PROTEIN also plays an important role in exercise and recovery. Amino acids from proteins regulate essential chemical processes within the body that include building new muscle as well as repairing old muscle tissue. The guidance suggests it is not just athletes involved in strength and power events (e.g. sprinters and throwers) that should be concerned with their protein intake. It's the athletes involves in endurance events (e.g. distance runners and walkers) who should specially focus on their protein intake. Endurance and resistance-trained athletes in heavy training may have an increased daily protein need of 1.2 - 1.7 g per kg body weight.

The timing of protein intake is also an important factor. Athletes should consume protein both before and after a resistance workout to maximise benefit. In the case of resistance training, especially, there is evidence to link protein consumption before a session to net gains after the workout. Enhanced protein intake is also a desirable goal of the recovery phase after exercise both for endurance and resistance training. Generally, recovery eating requires an intake of 10 - 20 g of high quality protein in the hour following exercise.

PROTEIN INTAKE

Recommended total daily intake of protein for endurance athlete:

Recommendation: 1.2 - 1.7 g per kg body weight Athlete weighs 60 kg, requires 60 x 1.5 g = 90g

Example: Take 1 LA Whey Protein Bar (31 g protein) + 1 serving (5 scoops) Komplete™ (45g protein) = 76 g
Also have other protein foods such as meat, chicken, dairies to at least = 20g
Total protein intake = 90 g

OR

Take 1 LA Muscle Flapjack ™ (17 g protein) + 1 serving (2 scoops) Bio_Activator™ (48g protein) = 65 g
Also have other protein foods such as meat, chicken, dairies to at least = 25g
Total protein intake = 90 g


Recommended intake of protein for refuelling and rebuilding immediately after exercise

Recommendation: Around 10 - 20 g of high quality protein.
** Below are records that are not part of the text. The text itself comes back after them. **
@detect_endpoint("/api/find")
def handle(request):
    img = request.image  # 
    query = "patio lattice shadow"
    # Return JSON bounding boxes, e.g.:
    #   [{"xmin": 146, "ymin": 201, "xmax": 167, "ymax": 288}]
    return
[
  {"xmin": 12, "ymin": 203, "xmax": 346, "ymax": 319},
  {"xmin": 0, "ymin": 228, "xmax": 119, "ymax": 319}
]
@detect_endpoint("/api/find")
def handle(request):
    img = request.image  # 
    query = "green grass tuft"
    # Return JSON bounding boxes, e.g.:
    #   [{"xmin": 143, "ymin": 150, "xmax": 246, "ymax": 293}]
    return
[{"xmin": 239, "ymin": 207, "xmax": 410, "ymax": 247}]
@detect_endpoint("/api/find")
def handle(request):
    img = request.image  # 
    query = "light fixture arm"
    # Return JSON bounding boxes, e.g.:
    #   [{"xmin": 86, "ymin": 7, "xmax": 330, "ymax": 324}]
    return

Example: To achieve recovery for key sessions the guidance recommends athletes to take a suitable supply of snacks to the exercise venue.

Take 1 LA Whey™ protein bar (31 g protein)

OR

Take 1 LA Muscle Flapjack ™ (17 g protein)
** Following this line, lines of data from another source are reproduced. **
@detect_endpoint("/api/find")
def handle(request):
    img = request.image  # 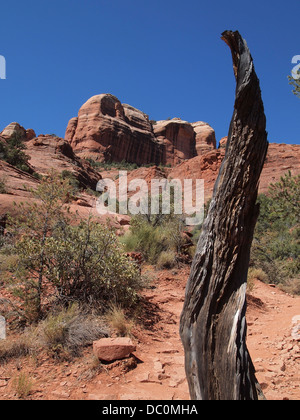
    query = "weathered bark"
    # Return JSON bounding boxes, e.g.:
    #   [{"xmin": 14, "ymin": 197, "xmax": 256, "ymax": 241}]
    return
[{"xmin": 180, "ymin": 31, "xmax": 268, "ymax": 400}]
VITAMINS, MINERALS, AND ANTIOXIDANTS (also known as micronutrients), while present in nutrient-rich foods, can be inadequate in the diet of athletes who restrict their energy intake or have an unvaried diet. The micronutrients that are most likely to be consumed in inadequate amounts are iron and calcium.
Komplete™ contains iron and calcium as well as a range of other vitamins and minerals.
Bio_Activator™ contains calcium, potassium and sodium.
Multi_Protector contains most of the vitamins and minerals you need as well as extra unique ingredients such as Co Enzyme Q10.

Staying fit and healthy


Sound nutrition can help athletes stay fit, healthy and injury-free. The guidance IAAF considers energy and nutrient status to be the greatest influence on athletes' immune health. For example, while a reduced carbohydrate level during exercise is associated with increases in stress hormones and suppression of the immune system, strategies that enhance carbohydrate availability, such as carbohydrate intake during and after exercise as detailed above, have been shown to reduce these negative effects.
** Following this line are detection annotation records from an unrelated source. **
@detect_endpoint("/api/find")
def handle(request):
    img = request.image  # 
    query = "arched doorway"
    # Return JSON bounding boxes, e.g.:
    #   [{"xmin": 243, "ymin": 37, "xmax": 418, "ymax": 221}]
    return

Supplements and sports foods address the special nutritional needs of athletes and offer a simple and practical way to meet known nutritional goals. LA Muscle products are specially designed to help an athlete meet specific needs for energy and nutrients in situations where everyday foods are not practical to eat. The IAAF guidance acknowledges that sports foods and supplements can improve performance when they allow the athlete to achieve their sports nutrition goals.



References:
1. Journal of Sports Sciences, 1995, Volume 13, Special Issue.